Navigating the Challenges: Is There a Way Out?

The PURC’s decision underscores the delicate balancing act between maintaining a sustainable utility sector and shielding consumers from rising costs. Ghana, like many other developing economies, faces the challenge of ensuring that its infrastructure remains robust while also protecting its citizens from inflationary pressures.

Several steps could be taken to manage this dilemma more effectively:

  1. Energy Diversification:

Expanding renewable energy investments could reduce the country’s dependence on volatile natural gas markets. Solar, wind, and hydropower, already significant in Ghana’s energy mix, could help buffer the impact of global price fluctuations.

  1. Currency Stabilisation:

Efforts to stabilise the Cedi should remain a top priority. More stable exchange rates would ease the pressure on imported energy inputs, thereby reducing the need for frequent tariff adjustments.

  1. Targeted Subsidies:

The government might consider providing targeted subsidies to vulnerable households to cushion the impact of rising utility costs, ensuring that basic needs like electricity and water remain affordable.

  1. Utility Efficiency:

Utilities can invest in upgrading infrastructure and improving efficiency, thereby lowering operational costs and reducing the need for frequent price hikes.

The Path Forward

As Ghana’s economy continues its recovery, the country faces a difficult but necessary conversation about the true cost of maintaining essential services. The rise in utility tariffs, modest as it may be, reflects the broader economic pressures that the country is grappling with—ranging from inflation to currency depreciation.

These issues are deeply interconnected with global economic trends and domestic economic policies, making it crucial for the government and regulators to adopt a long-term approach to economic stabilisation.

The goal for policymakers should be to create an environment where the economy can grow without placing undue strain on households. While the 3.02% rise in electricity tariffs and the 1.86% increase in water tariffs may seem minor, they are indicative of a much larger problem, how to ensure that the benefits of economic recovery are shared evenly, without disproportionately affecting those who are already vulnerable to rising costs.
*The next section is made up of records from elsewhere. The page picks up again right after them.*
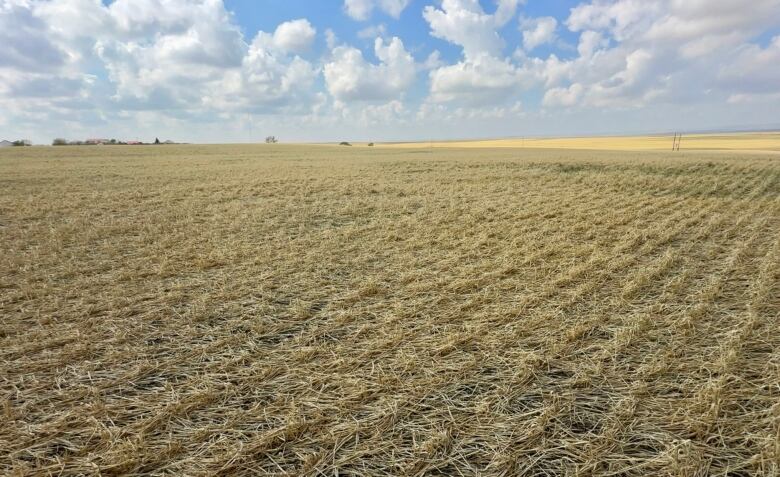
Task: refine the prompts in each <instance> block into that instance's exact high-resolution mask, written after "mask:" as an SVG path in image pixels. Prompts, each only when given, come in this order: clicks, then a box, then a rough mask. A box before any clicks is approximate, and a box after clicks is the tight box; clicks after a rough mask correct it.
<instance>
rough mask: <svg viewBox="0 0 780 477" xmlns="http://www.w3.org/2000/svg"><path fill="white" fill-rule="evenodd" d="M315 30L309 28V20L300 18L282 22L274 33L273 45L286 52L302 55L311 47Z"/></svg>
mask: <svg viewBox="0 0 780 477" xmlns="http://www.w3.org/2000/svg"><path fill="white" fill-rule="evenodd" d="M316 34H317V30H315V29H314V27H313V26H311V23H309V20H306V19H305V18H300V19H298V20H293V21H289V22H284V23H282V24H280V25H279V26H278V27H276V31H274V39H273V42H274V45H275V46H276V47H277V48H279V49H281V50H283V51H286V52H292V53H303V52H304V51H306V50H308V49H309V47H311V44H312V42H313V41H314V37H315V36H316Z"/></svg>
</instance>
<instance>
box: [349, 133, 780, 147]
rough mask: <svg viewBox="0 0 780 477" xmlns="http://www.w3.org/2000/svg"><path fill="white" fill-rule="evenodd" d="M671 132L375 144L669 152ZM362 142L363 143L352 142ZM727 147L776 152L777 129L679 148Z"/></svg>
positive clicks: (400, 145) (396, 146) (694, 143)
mask: <svg viewBox="0 0 780 477" xmlns="http://www.w3.org/2000/svg"><path fill="white" fill-rule="evenodd" d="M672 139H673V136H672V135H657V136H593V137H552V138H533V137H526V138H522V137H518V138H506V139H481V140H471V141H469V140H465V141H420V142H403V143H381V144H380V143H377V146H380V147H398V148H419V147H469V148H482V147H507V148H537V149H592V150H613V151H632V150H639V151H666V150H668V151H670V150H671V149H672ZM355 145H356V146H357V145H361V146H362V145H365V143H363V144H355ZM684 149H685V150H731V151H772V152H780V132H755V133H754V132H751V133H729V134H692V135H685V134H684V135H683V137H682V141H681V144H680V150H684Z"/></svg>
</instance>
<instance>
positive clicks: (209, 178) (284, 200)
mask: <svg viewBox="0 0 780 477" xmlns="http://www.w3.org/2000/svg"><path fill="white" fill-rule="evenodd" d="M684 147H685V139H683V148H684ZM0 184H1V185H2V186H1V187H0V243H2V254H0V401H1V402H0V475H96V474H107V475H115V474H136V475H138V474H155V475H159V474H168V475H341V476H345V475H385V476H394V475H487V476H508V475H598V476H608V475H624V476H644V475H669V476H672V475H673V476H705V475H732V476H740V475H744V476H747V475H762V476H776V475H778V474H780V333H778V329H779V328H780V157H778V156H777V155H773V154H751V153H746V152H701V151H699V152H690V151H684V150H683V151H680V152H677V153H672V152H666V151H658V152H653V151H644V152H626V151H582V150H564V149H530V148H528V149H517V148H515V149H511V148H445V147H437V148H433V149H432V150H424V148H419V149H415V148H407V149H403V148H391V147H387V148H384V147H377V148H374V149H368V148H347V147H343V148H336V147H323V146H320V147H317V146H282V145H279V146H266V145H258V146H252V145H235V146H160V147H153V146H149V147H120V146H116V147H92V148H81V147H63V148H43V147H41V148H35V147H34V148H24V149H22V148H8V149H4V150H2V151H0Z"/></svg>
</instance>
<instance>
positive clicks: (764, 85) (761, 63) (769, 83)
mask: <svg viewBox="0 0 780 477" xmlns="http://www.w3.org/2000/svg"><path fill="white" fill-rule="evenodd" d="M718 83H719V86H721V87H722V88H723V89H725V90H727V91H734V90H738V91H742V92H743V93H745V94H750V95H756V94H770V95H771V94H777V93H780V36H776V37H774V38H772V41H771V42H770V43H769V45H767V47H766V48H761V47H759V46H758V45H747V46H745V47H743V48H740V50H739V52H738V53H737V54H736V56H735V57H734V58H733V60H732V61H729V62H728V63H726V64H725V65H723V66H722V67H721V68H720V71H719V72H718Z"/></svg>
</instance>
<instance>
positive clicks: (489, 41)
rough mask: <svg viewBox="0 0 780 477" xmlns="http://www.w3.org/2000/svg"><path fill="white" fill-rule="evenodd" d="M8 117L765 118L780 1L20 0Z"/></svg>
mask: <svg viewBox="0 0 780 477" xmlns="http://www.w3.org/2000/svg"><path fill="white" fill-rule="evenodd" d="M0 31H1V32H2V37H3V39H4V40H5V41H4V45H5V48H4V50H3V51H2V52H0V131H2V133H1V134H2V135H4V136H6V137H26V138H29V139H30V140H32V141H33V142H35V143H38V144H41V143H46V142H49V141H51V140H52V139H53V138H55V137H65V138H86V137H104V136H109V137H111V136H114V137H123V138H130V139H131V140H137V139H138V138H149V137H155V136H158V137H163V136H165V137H166V138H176V140H177V141H182V142H195V141H198V142H205V143H246V142H256V141H262V138H264V137H266V136H269V135H275V136H278V137H280V138H282V140H283V141H285V142H308V143H310V142H328V141H338V140H347V139H348V140H355V141H357V140H360V141H376V142H390V141H393V142H395V141H424V140H426V139H428V138H439V140H455V139H457V138H463V137H473V138H486V137H520V136H537V137H549V136H553V135H554V136H566V137H572V136H594V135H629V134H642V133H643V132H645V131H685V130H691V131H710V130H729V129H733V128H734V126H733V125H735V124H737V125H740V124H741V125H747V126H739V127H738V129H740V130H741V129H755V128H759V129H764V128H765V126H763V125H771V126H770V127H771V128H775V127H777V126H778V116H777V111H780V1H778V0H756V1H755V2H751V4H750V6H749V8H746V7H745V5H744V2H740V1H737V0H723V1H718V2H675V1H671V0H648V1H645V2H636V1H633V0H564V1H561V2H544V1H541V0H527V1H521V0H330V1H327V2H310V1H304V0H289V1H287V2H278V1H273V0H148V1H144V2H136V1H132V0H105V1H99V0H6V1H5V2H3V3H2V4H0Z"/></svg>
As the October 2024 tariff increases come into effect, Ghanaians are left to hope that future adjustments will be fewer and far between, allowing households and businesses to stabilize their finances while contributing to the broader economic recovery. However, as it stands, the country faces the dilemma of balancing the costs of essential services with the need to sustain its economic growth.

Conclusion

The 2024 tariff increase by the PURC highlights the ongoing challenges of balancing economic recovery with the rising costs of living. With inflation still high and the Cedi under pressure, these adjustments reflect the need to ensure the sustainability of the utility sector.

However, without meaningful interventions such as energy diversification, currency stabilisation, and targeted support for the most vulnerable, Ghana’s path to recovery may come at a higher cost for everyday citizens. It is essential for all stakeholders to work together to navigate this complex issue, ensuring that economic progress benefits all Ghanaians.